Our first stop was the Hula Daddy Kona Coffee Visitor Center and Tasting Room, an eco-friendly coffee farm, offering plantation and roasting-room tours, as well as Kona Coffee sampling in a tasting room. We arrived right when they opened and only two other people were visiting at the same time, so it was almost like we had a private tour! We were greeted with warm, friendly smiles, were invited to sample the Hula Daddy Kona Coffee and tea, and then we gathered along the veranda looking out at the coffee trees.
Our tour guide Sara began with an overview of the coffee farm’s history and answered some questions about how the coffee is planted in the ground covered in thick lava rock.
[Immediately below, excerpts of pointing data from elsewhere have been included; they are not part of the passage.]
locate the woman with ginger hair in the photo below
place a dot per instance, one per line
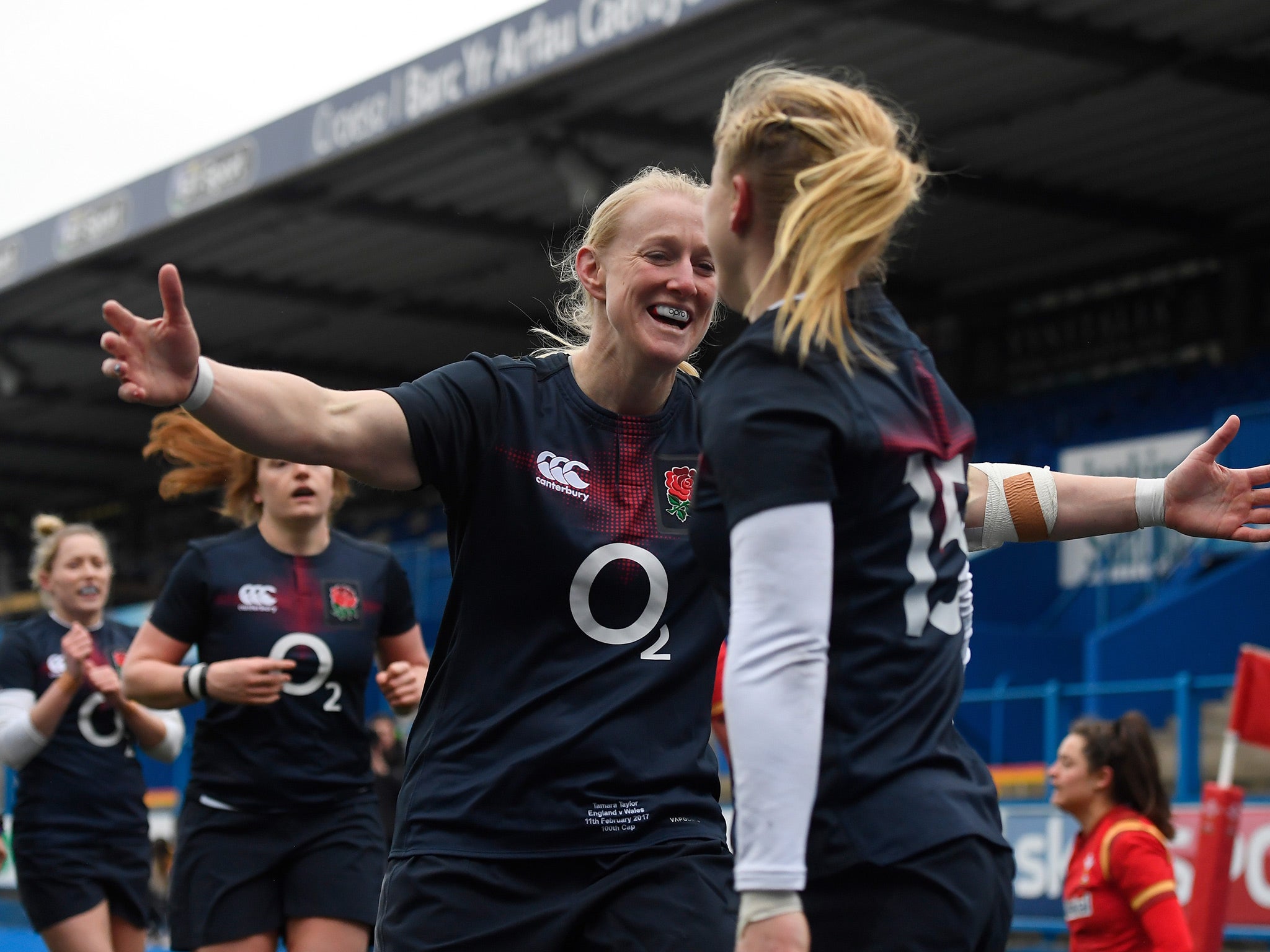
(280, 831)
(564, 724)
(82, 833)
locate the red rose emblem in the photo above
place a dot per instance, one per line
(678, 490)
(678, 483)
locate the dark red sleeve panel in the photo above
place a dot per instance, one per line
(1166, 926)
(1142, 868)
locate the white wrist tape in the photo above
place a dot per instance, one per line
(1148, 501)
(202, 389)
(1021, 506)
(757, 906)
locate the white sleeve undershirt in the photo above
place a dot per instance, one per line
(774, 683)
(19, 741)
(169, 748)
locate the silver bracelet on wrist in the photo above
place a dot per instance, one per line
(202, 389)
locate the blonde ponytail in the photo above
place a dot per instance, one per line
(828, 164)
(205, 462)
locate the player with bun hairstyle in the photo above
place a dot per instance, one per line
(81, 828)
(566, 718)
(280, 831)
(1119, 894)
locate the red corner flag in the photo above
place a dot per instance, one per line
(1250, 711)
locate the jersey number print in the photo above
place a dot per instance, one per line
(658, 591)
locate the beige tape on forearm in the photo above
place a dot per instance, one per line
(1025, 508)
(757, 906)
(1021, 506)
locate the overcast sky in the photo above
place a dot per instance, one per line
(97, 94)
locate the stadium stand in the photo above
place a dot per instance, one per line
(1090, 268)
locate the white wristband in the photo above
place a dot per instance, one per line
(196, 681)
(1148, 501)
(202, 389)
(757, 906)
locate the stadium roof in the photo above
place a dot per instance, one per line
(402, 224)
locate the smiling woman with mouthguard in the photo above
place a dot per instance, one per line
(82, 835)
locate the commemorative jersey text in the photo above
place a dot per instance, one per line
(567, 710)
(887, 450)
(238, 597)
(87, 780)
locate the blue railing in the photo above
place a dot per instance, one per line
(1184, 687)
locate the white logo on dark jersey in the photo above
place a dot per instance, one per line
(562, 474)
(258, 598)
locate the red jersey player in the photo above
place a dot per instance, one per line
(1119, 895)
(718, 723)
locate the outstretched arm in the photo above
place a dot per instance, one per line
(266, 413)
(1201, 498)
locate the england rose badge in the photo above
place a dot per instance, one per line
(678, 490)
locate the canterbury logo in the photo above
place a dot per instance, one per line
(258, 598)
(563, 475)
(562, 470)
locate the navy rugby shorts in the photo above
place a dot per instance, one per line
(59, 881)
(666, 897)
(954, 897)
(239, 874)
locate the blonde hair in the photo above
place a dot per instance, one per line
(206, 462)
(574, 307)
(831, 168)
(48, 532)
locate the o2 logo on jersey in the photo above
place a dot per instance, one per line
(89, 720)
(658, 592)
(920, 474)
(258, 598)
(318, 679)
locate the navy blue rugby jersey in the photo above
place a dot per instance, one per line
(236, 596)
(889, 452)
(568, 703)
(87, 781)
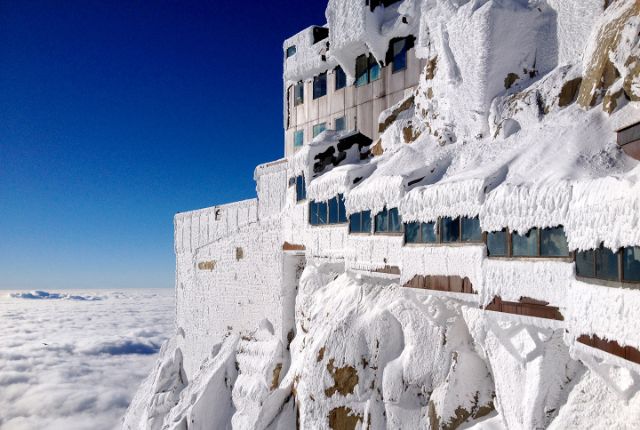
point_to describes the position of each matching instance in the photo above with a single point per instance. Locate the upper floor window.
(298, 93)
(360, 222)
(320, 85)
(341, 78)
(388, 221)
(301, 189)
(319, 128)
(298, 138)
(330, 212)
(367, 70)
(548, 242)
(445, 230)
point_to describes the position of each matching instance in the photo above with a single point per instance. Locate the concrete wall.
(361, 106)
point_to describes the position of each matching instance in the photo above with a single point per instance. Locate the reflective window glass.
(525, 245)
(471, 229)
(450, 229)
(631, 264)
(553, 242)
(497, 243)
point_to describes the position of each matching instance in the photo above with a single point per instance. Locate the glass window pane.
(322, 213)
(471, 230)
(585, 263)
(374, 69)
(631, 264)
(395, 223)
(362, 71)
(553, 242)
(298, 138)
(341, 78)
(342, 211)
(381, 221)
(606, 264)
(366, 222)
(319, 128)
(429, 232)
(525, 245)
(497, 243)
(355, 223)
(412, 232)
(450, 229)
(399, 55)
(333, 211)
(313, 213)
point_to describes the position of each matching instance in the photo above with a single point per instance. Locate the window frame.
(388, 231)
(320, 85)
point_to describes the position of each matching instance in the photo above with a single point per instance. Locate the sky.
(114, 116)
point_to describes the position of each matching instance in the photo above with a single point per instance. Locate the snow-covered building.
(452, 237)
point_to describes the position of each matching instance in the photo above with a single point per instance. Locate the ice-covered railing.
(197, 228)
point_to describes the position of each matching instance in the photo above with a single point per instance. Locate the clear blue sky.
(116, 115)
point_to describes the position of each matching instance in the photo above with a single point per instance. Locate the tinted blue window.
(319, 128)
(333, 211)
(382, 220)
(497, 243)
(631, 264)
(606, 264)
(342, 211)
(525, 245)
(429, 232)
(298, 138)
(341, 78)
(412, 232)
(399, 52)
(450, 229)
(395, 223)
(366, 222)
(553, 243)
(301, 190)
(320, 85)
(471, 229)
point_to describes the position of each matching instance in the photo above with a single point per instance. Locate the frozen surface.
(68, 362)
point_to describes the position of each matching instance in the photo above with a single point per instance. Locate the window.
(367, 70)
(497, 245)
(299, 93)
(548, 242)
(319, 128)
(301, 189)
(444, 230)
(388, 221)
(398, 55)
(298, 138)
(326, 213)
(320, 85)
(341, 78)
(424, 232)
(360, 222)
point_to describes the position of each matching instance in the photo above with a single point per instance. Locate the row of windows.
(548, 242)
(298, 135)
(603, 263)
(326, 213)
(367, 70)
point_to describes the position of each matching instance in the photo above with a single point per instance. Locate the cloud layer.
(73, 360)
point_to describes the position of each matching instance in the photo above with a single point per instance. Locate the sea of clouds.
(73, 360)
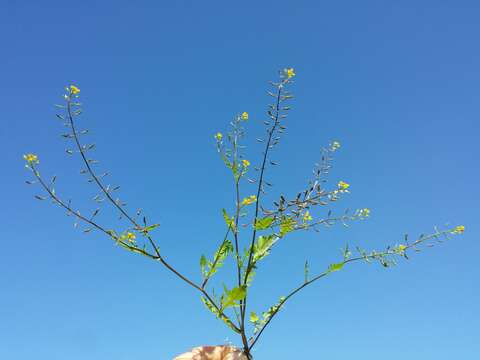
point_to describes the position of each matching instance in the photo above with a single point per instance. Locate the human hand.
(213, 353)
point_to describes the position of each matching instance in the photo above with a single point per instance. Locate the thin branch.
(373, 255)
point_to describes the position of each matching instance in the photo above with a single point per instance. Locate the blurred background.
(396, 83)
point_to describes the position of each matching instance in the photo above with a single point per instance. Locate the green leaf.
(262, 246)
(214, 311)
(232, 296)
(254, 317)
(203, 265)
(335, 267)
(209, 268)
(287, 225)
(220, 255)
(262, 224)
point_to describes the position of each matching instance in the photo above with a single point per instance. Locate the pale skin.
(219, 352)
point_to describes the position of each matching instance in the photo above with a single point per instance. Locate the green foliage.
(262, 247)
(209, 268)
(232, 297)
(286, 225)
(265, 223)
(250, 215)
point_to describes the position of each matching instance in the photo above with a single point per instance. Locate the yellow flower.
(335, 146)
(343, 185)
(307, 216)
(290, 73)
(401, 248)
(459, 229)
(364, 212)
(31, 158)
(74, 90)
(249, 200)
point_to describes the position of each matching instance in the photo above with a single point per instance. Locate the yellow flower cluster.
(342, 185)
(364, 212)
(307, 216)
(249, 200)
(31, 158)
(335, 146)
(74, 90)
(129, 236)
(459, 230)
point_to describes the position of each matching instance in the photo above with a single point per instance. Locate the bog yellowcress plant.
(252, 226)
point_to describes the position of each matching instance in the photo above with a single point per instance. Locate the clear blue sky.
(397, 83)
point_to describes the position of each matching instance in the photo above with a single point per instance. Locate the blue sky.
(397, 83)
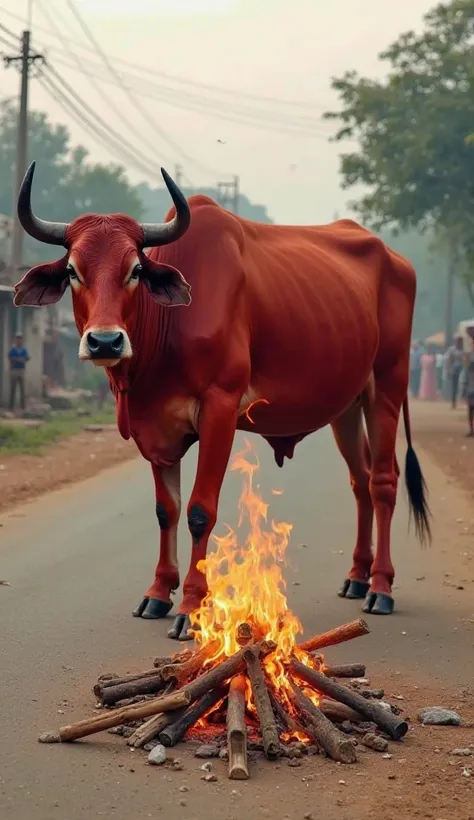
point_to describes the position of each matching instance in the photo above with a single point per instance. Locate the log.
(289, 722)
(178, 657)
(319, 727)
(237, 730)
(343, 670)
(173, 733)
(244, 634)
(143, 686)
(346, 632)
(152, 728)
(99, 723)
(268, 729)
(338, 712)
(182, 672)
(223, 671)
(369, 709)
(105, 684)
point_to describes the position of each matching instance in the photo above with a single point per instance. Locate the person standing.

She then took us down into the plantation to see the trees, the blossoms (called Kona Snow), and the coffee berries up close. We learned about how the trees are cared for, the harvest cycle and harvest process, the different stages of the coffee berries, and even about some of the hazards coffee farmers face, like the wild pigs digging up and damaging the trees.
We then walked over to the trays of coffee berries drying in the sun and learned about their natural coffee bean drying and sorting processes. Our last stop was the roasting room, where we learned about the coffee roasting equipment and process, the different roasts, temperatures, colors, and caffeine levels.
We had a blast visiting the Hula Daddy Kona Coffee plantation. Their boutique operation, focusing on high quality and personal interactions, reminded all of us of the local Manadarin orange farmers from Placer County. For many years, my in-laws ran a small organic Manadarin orchard, and this farm reminded me of their farm. Sara was was really knowledgeable and answered every question. She provided a ton of information, but in a way the kids also understood and stayed engaged, without getting bored.
About Hula Daddy Kona Coffee
In 2002, Le and Karen Paterson bought an 11 acre cow pasture in Kona to see if they could start a coffee farm and create one of the ten best coffees in the world. They hired a local agronomist with expertise in Kona Coffee plantations and planted 7,000 coffee trees. Three years later their first crop produced okay coffee, and each year after that, it just kept getting better and better and they began to win awards.
In 2008, they hired a coffee expert from Minnesota and a soil consultant from Napa Valley, overhauled their process from farm to cup, tripled the cost of production, and saw a drastic increase in quality. In late 2008, their Kona Sweet Coffee was reviewed as one of the top six coffees in the world. That same year, they invested in 20 more acres on the slope of the Hualalai Volcano and carefully selected only the best seeds.
In 2014 they were the top coffee in the Kona Cultural Festival Cupping Competition, and in 2015, they were the top Kona Coffee and the top Hawaiian Coffee in the Hawaii Coffee Cupping Competition.
An Eco-Friendly Coffee Plantation
Hula Daddy Kona Coffee has reduced their carbon footprint by planting more than 31 acres of pasture land with over 17,000 trees. They collect green waste from local restaurants, mix it with wood chips and coffee pulp, and make their own compost — in some years more than 50 tons of compost! They also choose to save energy by drying all of their coffee beans in the sun.
Because of Hula Daddy’s eco-friendly environment, thousands of birds visit the plantation, including hawks, owls, turkeys, pheasant, francolins, cardinals, finches, and doves.
Know Before You Go
- Hula Daddy Kona Coffee Visitor Center and Tasting Room is located at 74-4944 Mamalahoa Highway, Holualoa, Hawaii 96725.
- They are open Monday though Friday (except for major holidays) from 10:00 am to 4:00 pm.
- Enjoy free coffee tasting and tea tasting, as well as free tours of the orchard and roasting room. Tours are not on a set schedule, and instead are offered as visitors arrive.
- Tours are available in Japanese, Korean, and Mandarin by appointment only. Call 808-327-9744.
- Don’t be afraid to ask questions! Their staff is very knowledgeable and are happy to answer any of your questions about the coffee making process.